On 22.11.2017, 13:14 PM, Charlie Clark wrote:
 
> Am .11.2017, 12:02 Uhr, schrieb Frank Millman <frank@chagford.com>:
>

>
> lxml.etree.DocumentInvalid: Element 
>
> '{http://www.omg.org/spec/BPMN/20100524/MODEL}dataOutput', attribute 
>
> 'id': 'user_row_id' is not a valid value of the atomic type 'xs:ID'., 
>
> line 38
>
> Is this a bug? Should I always use the second method
>

>
It would help to provide an example of the schema and the XML you're 
>
trying to validate and the code you're using to do this. The behaviour of 
>
the various validation methods is subtly different, with assertValid() the 
>
only one that tells you why something is not valid. Validating when 
>
parsing might write the errors to the error log.
>

>
Internally I think lxml hands the work to libXML2 so that if there is a 
>
bug, it's most likely to be there. But we really need more information 
>
about what exactly you're doing.
>
 
I tried to reduce this to a simple example, but in that case the parsing validator correctly picked up the duplicate id, so I see what
you mean about ‘subtly different’.
 
I don’t want to waste anyone’s time on this, as this is not critical to me. However, for interest, here is a bit of info.
 
The schema is large and complex (to me, anyway).

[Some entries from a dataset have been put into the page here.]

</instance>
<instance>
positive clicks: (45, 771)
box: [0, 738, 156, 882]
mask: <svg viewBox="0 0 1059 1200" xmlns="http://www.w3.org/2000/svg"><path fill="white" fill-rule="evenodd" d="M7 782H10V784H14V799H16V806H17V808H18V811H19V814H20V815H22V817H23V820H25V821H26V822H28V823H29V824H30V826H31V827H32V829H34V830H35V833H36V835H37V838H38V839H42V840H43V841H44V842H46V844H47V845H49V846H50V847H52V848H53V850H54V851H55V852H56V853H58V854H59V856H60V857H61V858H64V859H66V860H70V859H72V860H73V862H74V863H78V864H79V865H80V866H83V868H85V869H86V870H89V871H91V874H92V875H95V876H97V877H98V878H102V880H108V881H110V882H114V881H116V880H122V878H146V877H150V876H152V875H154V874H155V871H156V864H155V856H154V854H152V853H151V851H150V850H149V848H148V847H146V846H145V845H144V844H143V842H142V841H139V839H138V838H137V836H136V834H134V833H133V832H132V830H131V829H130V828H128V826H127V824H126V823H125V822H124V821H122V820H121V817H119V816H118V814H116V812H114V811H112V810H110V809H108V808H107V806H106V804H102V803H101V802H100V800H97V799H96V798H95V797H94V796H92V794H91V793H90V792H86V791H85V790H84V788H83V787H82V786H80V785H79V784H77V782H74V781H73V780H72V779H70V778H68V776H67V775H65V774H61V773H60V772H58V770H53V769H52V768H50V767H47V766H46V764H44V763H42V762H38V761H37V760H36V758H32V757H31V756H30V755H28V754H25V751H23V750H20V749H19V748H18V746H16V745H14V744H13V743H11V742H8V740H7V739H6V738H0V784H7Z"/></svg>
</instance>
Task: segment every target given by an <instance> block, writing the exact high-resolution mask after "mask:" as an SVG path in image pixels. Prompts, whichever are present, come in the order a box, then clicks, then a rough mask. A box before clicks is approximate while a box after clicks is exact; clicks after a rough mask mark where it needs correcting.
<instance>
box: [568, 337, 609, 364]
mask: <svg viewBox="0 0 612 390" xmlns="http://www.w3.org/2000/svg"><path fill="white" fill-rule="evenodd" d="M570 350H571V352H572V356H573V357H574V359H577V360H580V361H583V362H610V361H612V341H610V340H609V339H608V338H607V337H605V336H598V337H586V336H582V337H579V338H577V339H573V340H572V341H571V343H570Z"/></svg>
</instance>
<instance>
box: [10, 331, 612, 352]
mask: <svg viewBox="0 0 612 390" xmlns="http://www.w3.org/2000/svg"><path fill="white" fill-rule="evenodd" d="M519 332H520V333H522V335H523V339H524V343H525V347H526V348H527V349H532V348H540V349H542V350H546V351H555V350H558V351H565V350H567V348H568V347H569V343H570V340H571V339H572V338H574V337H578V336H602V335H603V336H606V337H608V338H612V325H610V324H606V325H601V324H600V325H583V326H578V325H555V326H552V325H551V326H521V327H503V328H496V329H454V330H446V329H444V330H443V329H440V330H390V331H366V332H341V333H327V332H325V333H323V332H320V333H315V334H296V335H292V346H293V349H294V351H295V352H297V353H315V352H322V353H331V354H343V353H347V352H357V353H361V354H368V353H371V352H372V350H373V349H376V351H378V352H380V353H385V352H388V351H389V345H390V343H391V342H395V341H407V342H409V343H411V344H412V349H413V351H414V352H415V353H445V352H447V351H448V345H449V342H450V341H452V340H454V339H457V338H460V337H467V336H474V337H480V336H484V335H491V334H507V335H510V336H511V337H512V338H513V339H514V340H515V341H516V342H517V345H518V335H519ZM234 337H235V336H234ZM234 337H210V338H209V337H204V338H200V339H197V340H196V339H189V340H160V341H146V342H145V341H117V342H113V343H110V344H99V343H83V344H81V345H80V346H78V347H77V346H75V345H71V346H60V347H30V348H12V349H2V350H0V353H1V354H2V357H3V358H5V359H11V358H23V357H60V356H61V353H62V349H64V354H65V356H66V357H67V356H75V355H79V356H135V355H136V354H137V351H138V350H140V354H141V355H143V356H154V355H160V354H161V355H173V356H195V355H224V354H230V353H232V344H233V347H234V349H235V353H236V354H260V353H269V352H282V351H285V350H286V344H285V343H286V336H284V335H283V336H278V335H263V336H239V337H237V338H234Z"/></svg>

There are a number of  xsd files. The links can be found here - http://www.omg.org/spec/BPMN/2.0/About-BPMN/
 
The example that I used for testing is as follows -
 
<xsd:element name="scriptTask" type="tScriptTask" substitutionGroup="flowElement"/>
<xsd:complexType name="tScriptTask">
    <xsd:complexContent>
        <xsd:extension base="tTask">
            <xsd:sequence>
                <xsd:element ref="script" minOccurs="0" maxOccurs="1"/>
            </xsd:sequence>
            <xsd:attribute name="scriptFormat" type="xsd:string"/>
        </xsd:extension>
    </xsd:complexContent>
</xsd:complexType>       
 
As you can see, it comes from flowElement -
 
<xsd:element name="flowElement" type="tFlowElement"/>
<xsd:complexType name="tFlowElement" abstract="true">
    <xsd:complexContent>
        <xsd:extension base="tBaseElement">
            <xsd:sequence>
                <xsd:element ref="auditing" minOccurs="0" maxOccurs="1"/>
                <xsd:element ref="monitoring" minOccurs="0" maxOccurs="1"/>
                <xsd:element name="categoryValueRef" type="xsd:QName" minOccurs="0" maxOccurs="unbounded"/>
            </xsd:sequence>
            <xsd:attribute name="name" type="xsd:string"/>
        </xsd:extension>
    </xsd:complexContent>
</xsd:complexType>
 
This one comes from baseElement -
 
<xsd:element name="baseElement" type="tBaseElement"/>
<xsd:complexType name="tBaseElement" abstract="true">
    <xsd:sequence>
        <xsd:element ref="documentation" minOccurs="0" maxOccurs="unbounded"/>
        <xsd:element ref="extensionElements" minOccurs="0" maxOccurs="1" />
    </xsd:sequence>
    <xsd:attribute name="id" type="xsd:ID" use="optional"/>
    <xsd:anyAttribute namespace="##other" processContents="lax"/>
</xsd:complexType>
 
baseElement defines the “id” attribute that is causing the problem.
 
In my xml file, I have this -
 
<semantic:scriptTask id="task_AfterLogin" name="AfterLogin task">
    [...]
</semantic:scriptTask>
 
<semantic:scriptTask id="task_CancelLogin" name="CancelLogin task">
    [...]
</semantic:scriptTask>
 
To test, I simply changed the second id to be the same as the first one.
 
This is the code that I used -
 
1. Validate while parsing
 
    parser = etree.XMLParser(
        schema=etree.XMLSchema(file='bpmn20/BPMN20.xsd'),
        attribute_defaults=True, remove_comments=True, remove_blank_text=True)
 
    xml = open('login_proc.xml').read()
    elem = etree.fromstring(xml, parser=parser)
 
This did not pick up the error.
 
2. Parse, then validate
 
    parser = etree.XMLParser(
        attribute_defaults=True, remove_comments=True, remove_blank_text=True)
    schema=etree.XMLSchema(file='bpmn20/BPMN20.xsd')
 
    xml = open('login_proc.xml').read()
    elem = etree.fromstring(xml, parser=parser)
    schema.assertValid(elem)
 
This did pick it the error.
 
Comments welcome, but as I said, this is not critical to me.
 
Thanks
 
Frank